Indexing on specific Fields in an Array of objects

{
  "animals": [
    {
      "type": "mammal",
      "species": "dog",
      "name": "FIDO"
    },
    {
      "type": "reptile",
      "species": "lizard",
      "name": "GEICO"
    },
    {
      "type": "mammal",
      "species": "cat",
      "name": "DUSTY"
    }
  ]
}

Let’s say I have JSON documents of animals in various shelters (example above).
I want to create index on all documents that contain a mammal and also contain a specific species of animal (user-inputted).
Essentially, the query would look something like this:

SELECT name
FROM shelters
USE INDEX(shelter_idx)
WHERE ANY animal in animals SATISFIES animal.type = "mammal"
AND animal.species = ${species_value} END # this could be "cat" for example
limit 100;

My idea for an index would look something like this:

CREATE INDEX `shelter_idx`
  ON `bucket`(DISTINCT ARRAY animal.type FOR animal IN animals WHEN animal.type = "mammal"
    AND animal.species END,
    name)
  WHERE animals IS VALUED
  AND name IS VALUED;

I’m honestly wondering if this can be simplified/improved past what I have currently and any suggestions/improvements on the topic would be appreciated!

Also I’ve looked online and found some relatively similar forum posts, but if anyone knows of a question similar to mine, a link would be appreciated as well!

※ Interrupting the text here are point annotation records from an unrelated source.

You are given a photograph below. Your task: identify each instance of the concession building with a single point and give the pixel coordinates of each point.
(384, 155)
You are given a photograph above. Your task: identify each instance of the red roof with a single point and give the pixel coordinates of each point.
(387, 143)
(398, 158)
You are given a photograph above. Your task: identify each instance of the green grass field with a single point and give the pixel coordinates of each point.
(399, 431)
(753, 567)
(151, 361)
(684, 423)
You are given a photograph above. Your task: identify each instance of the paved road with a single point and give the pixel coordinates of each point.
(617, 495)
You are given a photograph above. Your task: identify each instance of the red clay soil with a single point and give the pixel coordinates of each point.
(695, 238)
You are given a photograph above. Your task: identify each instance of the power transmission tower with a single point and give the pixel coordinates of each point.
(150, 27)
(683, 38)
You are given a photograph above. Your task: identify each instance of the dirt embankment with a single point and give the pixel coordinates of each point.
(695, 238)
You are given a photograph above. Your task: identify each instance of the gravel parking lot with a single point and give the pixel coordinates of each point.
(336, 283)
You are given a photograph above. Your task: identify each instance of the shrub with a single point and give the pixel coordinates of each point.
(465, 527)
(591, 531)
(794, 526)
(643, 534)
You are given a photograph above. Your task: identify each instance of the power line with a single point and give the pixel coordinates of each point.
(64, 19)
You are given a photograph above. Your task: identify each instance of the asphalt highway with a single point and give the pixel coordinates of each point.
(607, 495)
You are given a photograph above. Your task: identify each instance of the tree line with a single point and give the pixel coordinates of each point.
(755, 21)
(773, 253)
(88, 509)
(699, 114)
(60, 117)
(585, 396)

Please try the index below:
CREATE INDEX shelter_idx
ON shelters(DISTINCT ARRAY animal.species FOR animal IN animals WHEN animal.type = “mammal” END,
name);
And refer to the execution plan as follows:
{
#operator”: “Sequence”,
“~children”: [
{
#operator”: “Sequence”,
“~children”: [
{
#operator”: “DistinctScan”,
“limit”: “100”,
“scan”: {
#operator”: “IndexScan3”,
“covers”: [
“cover ((distinct (array (animal.species) for animal in (shelters.animals) when ((animal.type) = “mammal”) end)))”,
“cover ((shelters.name))”,
“cover ((meta(shelters).id))”
],
“filter_covers”: {
“cover (any animal in (shelters.animals) satisfies (((animal.type) = “mammal”) and ((animal.species) = “cat”)) end)”: true
},
“index”: “shelter_idx”,
“index_id”: “b123cb17bd3ecda8”,
“index_projection”: {
“entry_keys”: [
1
],
“primary_key”: true
},
“keyspace”: “shelters”,
“namespace”: “default”,
“spans”: [
{
“exact”: true,
“range”: [
{
“high”: ““cat””,
“inclusion”: 3,
“low”: ““cat””
}
]
}
],
“using”: “gsi”
}
},
{
#operator”: “Parallel”,
“~child”: {
#operator”: “Sequence”,
“~children”: [
{
#operator”: “Filter”,
“condition”: “cover (any animal in (shelters.animals) satisfies (((animal.type) = “mammal”) and ((animal.species) = “cat”)) end)”
},
{
#operator”: “InitialProject”,
“result_terms”: [
{
“expr”: “cover ((shelters.name))”
}
]
},
{
#operator”: “FinalProject”
}
]
}
}
]
},
{
#operator”: “Limit”,
“expr”: “100”
}
]
}

1 Like

Sorry for the late reply, but I’ll try this, thanks!